West Virginia University opens up rare earth extraction from mining waste
West Virginia University has identified a potentially lucrative reserve of mining wealth: the existing mining waste produced by some of the largest mines in the US. In a similar fashion to the Urban Mine platform, by opening up new mining projects within existing mining jurisdictions, such as mine tailings, there is significant potential for new extractive projects across the south-eastern US.
This project has received significant financial support, in the form of a $5m grant from the US Department of Energy to scale up a project that collects rare earth minerals from acidic mine tailings from all mining operations, not just coal facilities. The project is based on a 2018 pilot study, which found that mine waste in the states of Maryland, Ohio, Pennsylvania, and West Virginia could contain up to 2,200 tons of rare earth minerals. The funds will go towards the construction of a full-scale plant at the Mount Storm coal-fired power station in West Virginia.

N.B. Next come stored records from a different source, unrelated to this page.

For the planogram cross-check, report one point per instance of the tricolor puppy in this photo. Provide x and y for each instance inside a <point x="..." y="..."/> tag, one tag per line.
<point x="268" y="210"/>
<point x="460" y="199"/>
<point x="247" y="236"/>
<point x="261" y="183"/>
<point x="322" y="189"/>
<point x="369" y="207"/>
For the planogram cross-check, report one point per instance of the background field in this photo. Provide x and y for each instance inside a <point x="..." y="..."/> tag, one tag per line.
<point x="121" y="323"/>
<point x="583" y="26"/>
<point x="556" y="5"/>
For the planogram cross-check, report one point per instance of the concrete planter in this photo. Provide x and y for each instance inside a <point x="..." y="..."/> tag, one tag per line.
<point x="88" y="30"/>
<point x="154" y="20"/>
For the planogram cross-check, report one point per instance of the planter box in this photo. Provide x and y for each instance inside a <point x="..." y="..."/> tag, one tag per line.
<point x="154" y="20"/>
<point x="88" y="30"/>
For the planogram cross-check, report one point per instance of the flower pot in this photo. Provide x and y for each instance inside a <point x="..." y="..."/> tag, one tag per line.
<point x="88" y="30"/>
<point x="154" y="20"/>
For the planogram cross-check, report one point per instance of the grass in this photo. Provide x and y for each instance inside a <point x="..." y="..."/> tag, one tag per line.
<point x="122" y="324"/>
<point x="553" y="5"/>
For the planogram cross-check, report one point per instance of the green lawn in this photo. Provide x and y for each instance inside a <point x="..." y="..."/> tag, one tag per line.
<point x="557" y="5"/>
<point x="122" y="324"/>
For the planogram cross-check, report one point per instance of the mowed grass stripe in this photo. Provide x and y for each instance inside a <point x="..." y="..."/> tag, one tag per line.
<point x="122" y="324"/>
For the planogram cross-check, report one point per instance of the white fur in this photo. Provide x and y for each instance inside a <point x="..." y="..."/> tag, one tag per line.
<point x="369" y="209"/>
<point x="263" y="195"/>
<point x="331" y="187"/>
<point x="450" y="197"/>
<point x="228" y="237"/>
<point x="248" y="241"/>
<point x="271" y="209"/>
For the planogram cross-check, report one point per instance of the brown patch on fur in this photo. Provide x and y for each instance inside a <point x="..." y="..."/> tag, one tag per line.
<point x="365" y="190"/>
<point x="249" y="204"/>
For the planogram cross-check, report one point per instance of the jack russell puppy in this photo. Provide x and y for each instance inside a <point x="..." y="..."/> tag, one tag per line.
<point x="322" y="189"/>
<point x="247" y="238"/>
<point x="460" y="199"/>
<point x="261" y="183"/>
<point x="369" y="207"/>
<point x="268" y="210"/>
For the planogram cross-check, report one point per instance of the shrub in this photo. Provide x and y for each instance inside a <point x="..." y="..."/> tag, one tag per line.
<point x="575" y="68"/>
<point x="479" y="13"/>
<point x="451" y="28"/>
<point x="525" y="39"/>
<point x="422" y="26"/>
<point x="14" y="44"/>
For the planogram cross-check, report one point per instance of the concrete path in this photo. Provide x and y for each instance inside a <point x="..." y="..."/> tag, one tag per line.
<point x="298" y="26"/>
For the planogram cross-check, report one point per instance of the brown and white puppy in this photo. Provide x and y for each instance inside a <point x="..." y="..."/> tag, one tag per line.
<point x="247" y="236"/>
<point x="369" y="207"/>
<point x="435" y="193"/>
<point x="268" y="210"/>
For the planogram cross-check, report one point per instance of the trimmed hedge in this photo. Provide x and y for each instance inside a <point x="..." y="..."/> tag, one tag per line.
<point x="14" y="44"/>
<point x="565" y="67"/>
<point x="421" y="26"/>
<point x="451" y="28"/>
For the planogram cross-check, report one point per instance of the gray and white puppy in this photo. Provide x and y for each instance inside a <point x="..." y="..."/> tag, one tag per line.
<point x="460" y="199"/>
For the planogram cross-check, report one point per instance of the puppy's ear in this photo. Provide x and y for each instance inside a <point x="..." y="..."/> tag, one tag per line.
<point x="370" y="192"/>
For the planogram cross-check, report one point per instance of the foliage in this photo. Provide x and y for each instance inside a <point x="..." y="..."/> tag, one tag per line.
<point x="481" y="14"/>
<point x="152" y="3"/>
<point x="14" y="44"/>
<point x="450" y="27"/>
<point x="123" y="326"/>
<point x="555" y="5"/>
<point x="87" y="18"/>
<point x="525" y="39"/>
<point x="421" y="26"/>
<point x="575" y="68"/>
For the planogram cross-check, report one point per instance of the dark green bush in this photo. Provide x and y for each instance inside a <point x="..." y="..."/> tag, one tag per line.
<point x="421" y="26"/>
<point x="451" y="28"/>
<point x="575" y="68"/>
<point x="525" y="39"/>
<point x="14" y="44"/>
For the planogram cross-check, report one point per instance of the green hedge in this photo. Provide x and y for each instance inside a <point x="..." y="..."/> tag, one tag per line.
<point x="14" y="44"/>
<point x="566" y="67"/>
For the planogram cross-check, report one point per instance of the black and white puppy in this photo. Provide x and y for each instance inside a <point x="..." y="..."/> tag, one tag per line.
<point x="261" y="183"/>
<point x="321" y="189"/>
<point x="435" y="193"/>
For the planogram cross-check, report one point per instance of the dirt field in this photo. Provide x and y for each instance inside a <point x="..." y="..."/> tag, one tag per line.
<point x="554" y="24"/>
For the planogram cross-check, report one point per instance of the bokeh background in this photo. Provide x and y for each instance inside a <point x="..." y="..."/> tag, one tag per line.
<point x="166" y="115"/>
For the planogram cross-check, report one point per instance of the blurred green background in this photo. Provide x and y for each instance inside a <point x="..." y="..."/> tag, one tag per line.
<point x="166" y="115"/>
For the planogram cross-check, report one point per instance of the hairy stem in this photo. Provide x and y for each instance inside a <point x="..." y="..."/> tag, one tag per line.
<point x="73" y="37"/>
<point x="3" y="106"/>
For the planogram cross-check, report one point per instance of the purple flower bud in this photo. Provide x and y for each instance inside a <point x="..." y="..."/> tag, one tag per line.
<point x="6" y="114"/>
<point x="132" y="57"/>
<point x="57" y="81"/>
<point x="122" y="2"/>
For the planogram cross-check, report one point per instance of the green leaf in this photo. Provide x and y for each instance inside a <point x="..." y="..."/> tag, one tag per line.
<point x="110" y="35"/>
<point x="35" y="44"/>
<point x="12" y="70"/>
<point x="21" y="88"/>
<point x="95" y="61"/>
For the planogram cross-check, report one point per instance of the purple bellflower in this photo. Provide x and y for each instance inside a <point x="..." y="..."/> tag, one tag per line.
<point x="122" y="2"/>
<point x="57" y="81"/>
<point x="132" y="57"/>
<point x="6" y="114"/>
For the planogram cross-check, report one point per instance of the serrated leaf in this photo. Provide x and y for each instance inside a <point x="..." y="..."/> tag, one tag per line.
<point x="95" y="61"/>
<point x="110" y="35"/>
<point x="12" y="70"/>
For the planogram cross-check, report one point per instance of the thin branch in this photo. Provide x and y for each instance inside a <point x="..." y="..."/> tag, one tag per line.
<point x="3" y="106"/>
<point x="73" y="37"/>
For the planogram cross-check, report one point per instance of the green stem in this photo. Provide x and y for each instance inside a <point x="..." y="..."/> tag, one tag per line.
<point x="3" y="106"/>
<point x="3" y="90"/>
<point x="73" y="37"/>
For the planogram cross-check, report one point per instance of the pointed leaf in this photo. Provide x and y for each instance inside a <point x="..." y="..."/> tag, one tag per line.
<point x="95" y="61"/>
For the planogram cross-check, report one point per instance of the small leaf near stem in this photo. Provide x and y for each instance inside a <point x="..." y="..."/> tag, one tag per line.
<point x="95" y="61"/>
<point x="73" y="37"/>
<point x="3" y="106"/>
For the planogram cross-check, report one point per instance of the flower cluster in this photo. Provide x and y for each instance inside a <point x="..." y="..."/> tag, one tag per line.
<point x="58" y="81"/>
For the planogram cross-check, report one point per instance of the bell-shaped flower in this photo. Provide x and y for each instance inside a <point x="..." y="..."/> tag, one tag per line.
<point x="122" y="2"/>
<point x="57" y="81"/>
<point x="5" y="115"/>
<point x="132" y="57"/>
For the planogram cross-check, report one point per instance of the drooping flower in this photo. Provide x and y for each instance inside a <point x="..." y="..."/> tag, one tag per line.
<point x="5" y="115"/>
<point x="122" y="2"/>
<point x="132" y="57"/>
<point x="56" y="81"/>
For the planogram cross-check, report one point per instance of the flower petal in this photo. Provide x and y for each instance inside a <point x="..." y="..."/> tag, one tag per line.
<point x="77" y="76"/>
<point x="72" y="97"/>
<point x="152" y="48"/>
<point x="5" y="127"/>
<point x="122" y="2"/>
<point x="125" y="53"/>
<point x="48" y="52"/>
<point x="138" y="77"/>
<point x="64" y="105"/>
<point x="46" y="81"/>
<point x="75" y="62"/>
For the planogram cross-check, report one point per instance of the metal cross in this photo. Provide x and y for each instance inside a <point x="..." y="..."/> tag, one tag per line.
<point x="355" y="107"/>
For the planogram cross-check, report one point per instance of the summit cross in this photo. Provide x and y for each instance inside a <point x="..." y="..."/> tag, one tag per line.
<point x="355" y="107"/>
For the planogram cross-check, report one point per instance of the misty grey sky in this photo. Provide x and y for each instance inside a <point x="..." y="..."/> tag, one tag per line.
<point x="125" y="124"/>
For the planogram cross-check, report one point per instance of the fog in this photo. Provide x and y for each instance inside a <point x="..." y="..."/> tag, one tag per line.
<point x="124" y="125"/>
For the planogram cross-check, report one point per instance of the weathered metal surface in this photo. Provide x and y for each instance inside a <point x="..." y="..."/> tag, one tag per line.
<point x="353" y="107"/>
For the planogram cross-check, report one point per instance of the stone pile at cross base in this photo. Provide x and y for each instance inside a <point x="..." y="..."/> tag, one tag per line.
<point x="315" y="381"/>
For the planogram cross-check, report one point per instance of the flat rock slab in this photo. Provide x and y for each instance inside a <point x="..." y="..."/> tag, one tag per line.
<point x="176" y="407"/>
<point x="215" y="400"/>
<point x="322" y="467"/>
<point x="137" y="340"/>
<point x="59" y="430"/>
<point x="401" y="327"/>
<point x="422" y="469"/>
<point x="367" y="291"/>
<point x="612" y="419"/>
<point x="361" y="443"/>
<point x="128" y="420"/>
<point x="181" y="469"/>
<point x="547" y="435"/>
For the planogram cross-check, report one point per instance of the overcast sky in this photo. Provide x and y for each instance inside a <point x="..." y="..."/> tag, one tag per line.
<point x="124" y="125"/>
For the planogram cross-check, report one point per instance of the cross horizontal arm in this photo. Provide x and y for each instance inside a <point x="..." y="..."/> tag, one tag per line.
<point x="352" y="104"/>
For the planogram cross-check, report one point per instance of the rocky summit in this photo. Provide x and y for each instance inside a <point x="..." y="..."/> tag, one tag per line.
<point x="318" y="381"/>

This initiative has also received the support of the university’s West Virginia Water Research Institute and the state’s department of environmental protection, in addition to Rockwell Automation and TenCate, private companies that will provide technology and machinery. As a result, it is a collaborative project that has already demonstrated its efficacy on a small scale and is set to benefit from a range of experiences and expertise as it moves to operate on a larger scale.
There is a particular need for such a project considering the vast quantities of mine waste produced in the country’s biggest mining states. It has been estimated that in Pennsylvania and West Virginia, mines produce 3,000 cubic feet of acidic mine drainage, the type of waste targeted by this project, every second. Dealing with this ocean of waste in a manner that is both economically productive and environmentally beneficial could be of critical importance to the region.
Earth AI brings automation and efficiency to the exploration process
Earth AI uses a range of data points from a variety of sources, including NASA and open source data from Geoscience Australia, to develop a sophisticated database of mineral deposits around the world, which can then be used for predicting future deposits in unexplored regions. While this technology is commonly used across the mining industry, in one form or another, the sheer scale of Earth AI’s work is impressive.
Within three years of its founding in 2016, the start-up had attracted over $4m in funding from backers such as Gagarin Capital and AirTree Ventures, in no small part due to the massive financial and operational gains the company offers.
In its 2018 pilot studies, Earth AI tested its technology in unexplored regions in Australia, spending an average of $11,000 per prospect discovery, compared to the millions of dollars typically spent in exploration. The company claimed to have generated a success rate 50 times greater than that of traditional exploration methods. Earth AI has since branched out to use a range of other new technologies, such as drone-based magnetic surveys, which it says can be completed ten times faster than, and at just one-fifth the cost of, traditional surveying work.
The company also aims to provide a holistic package to mining companies by deploying its own camps and supplies for exploration work in remote areas, which can last up to three weeks. Again, Earth AI claims massive cost savings. Supposedly, by using its infrastructure, miners can expect to cut three-quarters of the cost of completing geochemical or geophysical surveys. This combination of new technology integrated with operational efficiency covers a range of exploration bases not often seen in the sector.